Eu mesma só tive acesso a uma letra de música no início da adolescência (apartamento da Senador Vergueiro, um grande quarto para minha irmã, meu irmão ainda pequeno e eu - imaginem o reboliço!!!). Meu pai, nessa época de grande bagunça em nosso quarto, fez um sambinha sobre as milhares de atividades dos seus 3 filhos. Enquanto um jogava Atari, a outra se vestia para ir ao cinema e a outra ainda estudava alto para enlouquecer de vez a casa. Só lembro que vivíamos cantando o refrão do samba e nosso pai acompanhando no violão. Cena cômica!(ai ai, boas memórias... Nossa casa sempre foi barulhenta e hoje se gosto de altos decibéis que, às vezes, atrapalham a vida de meus vizinhos, devo à extensa coleção de vinil de meu pai, a essa casa de muitos barulhos).

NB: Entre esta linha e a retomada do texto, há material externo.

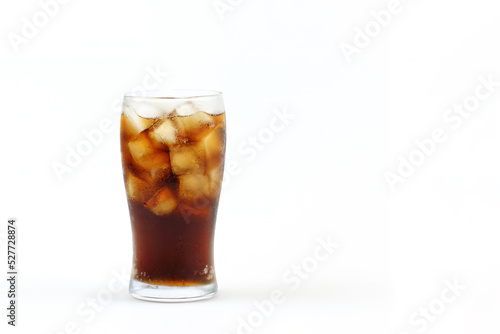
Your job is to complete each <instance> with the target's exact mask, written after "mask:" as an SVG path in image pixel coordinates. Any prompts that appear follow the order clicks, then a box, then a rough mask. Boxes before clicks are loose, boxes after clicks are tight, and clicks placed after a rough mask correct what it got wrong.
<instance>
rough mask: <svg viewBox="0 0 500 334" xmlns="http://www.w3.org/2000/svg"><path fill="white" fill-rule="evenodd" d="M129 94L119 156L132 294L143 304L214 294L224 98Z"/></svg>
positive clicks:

A família toda diz, e hoje, depois de algum sofrimento, sei que é verdade: eu tenho muita coisa dele, da introversão e timidez à forma incisiva de expor nossas verdades. Se é pra falar alto o que pensamos, a gente grita mesmo, né, pai!
Depois de alguns conflitinhos (olha o eufemismo!), posso dizer que ele é um grande amigo e que é bom demais ser amigo do meu querido pai.

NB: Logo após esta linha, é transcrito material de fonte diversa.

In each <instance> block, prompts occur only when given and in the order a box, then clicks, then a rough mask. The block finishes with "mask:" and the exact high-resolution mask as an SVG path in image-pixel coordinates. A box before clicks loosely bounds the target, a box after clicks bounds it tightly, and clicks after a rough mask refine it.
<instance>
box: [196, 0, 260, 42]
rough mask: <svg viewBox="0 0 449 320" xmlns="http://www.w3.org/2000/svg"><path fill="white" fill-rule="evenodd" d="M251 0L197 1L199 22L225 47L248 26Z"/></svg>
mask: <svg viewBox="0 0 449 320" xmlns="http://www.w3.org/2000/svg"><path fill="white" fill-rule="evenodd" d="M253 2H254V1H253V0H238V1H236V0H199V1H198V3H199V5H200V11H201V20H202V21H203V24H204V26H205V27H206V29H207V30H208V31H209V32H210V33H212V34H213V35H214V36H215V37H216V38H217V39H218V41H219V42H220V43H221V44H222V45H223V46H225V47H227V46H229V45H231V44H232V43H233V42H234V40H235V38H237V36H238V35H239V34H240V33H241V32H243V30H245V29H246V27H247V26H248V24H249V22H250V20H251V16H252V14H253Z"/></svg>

Aproveito para reverberar aqui que também sou Peixoto, viu? Se escolhi só o Lima de meu nome é porque o Lima mais querido de nossa família permanece sempre vivo dentro de mim, mesmo depois de ter ido embora deste mundo.

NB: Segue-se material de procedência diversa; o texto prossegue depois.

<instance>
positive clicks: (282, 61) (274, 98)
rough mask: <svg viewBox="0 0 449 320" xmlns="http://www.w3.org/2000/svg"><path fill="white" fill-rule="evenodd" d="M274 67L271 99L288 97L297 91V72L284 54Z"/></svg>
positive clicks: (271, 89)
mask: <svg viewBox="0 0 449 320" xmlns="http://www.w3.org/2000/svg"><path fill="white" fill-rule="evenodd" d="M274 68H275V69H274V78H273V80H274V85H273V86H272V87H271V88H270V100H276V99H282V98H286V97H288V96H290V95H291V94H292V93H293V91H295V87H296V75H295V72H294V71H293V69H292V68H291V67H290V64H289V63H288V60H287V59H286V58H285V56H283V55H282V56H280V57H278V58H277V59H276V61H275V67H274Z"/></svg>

Isso tudo é para contar que enfim tive acesso a um poemeto de sua lavra. Semana passada fui presenteada por alguns versos de meu pai que aqui reproduzo. A emoção de ler os fofíssimos versos no mesmo dia em que mais um integrante de nossa família veio ao mundo foi indescritível.

A uma poesia de pessoa

Fabi,se chego da rua,
Ao descer do ônibus em frente ao meu prédio,
Olho para cima, sexto andar, tudo apagado.
Até aí tudo bem,
Já que entrando em casa talvez seja outro o remédio
Abro a porta, entro,
De fato tudo está quieto, calado,
Tudo mais ou menos arrumado, sem rebuliço,
Em mansidão, calmaria, como se em tédio.
Na cozinha, a geladeira sem yogurte, sem mamão,
Também sem queijo minas, frios light, mate diet limão
Retratos de uma presença recente, você, com seu ritmo,
Com sua tocada toda especial, seu diapasão,
Seu timbre pessoal, a risada fácil e com muitos decibéis,
O agito permanente, o pique nervoso, seu cabelo, seus anéis,
O cheiro forte dos perfumes, dos cremes,
Tapete meio enrolado, sua presença simultânea à sua ausência,
Ritmo frenético, agitado, coisa sua, tudo sem maldade.
São marcas de uma filha que muito admiro,
Que ficaram nos diversos cantos da casa
Para assaltar-me com um sentimento de muita saudade.

Pai, te amo!!! João, seja muito bem-vindo a esse doido e delicioso mundo!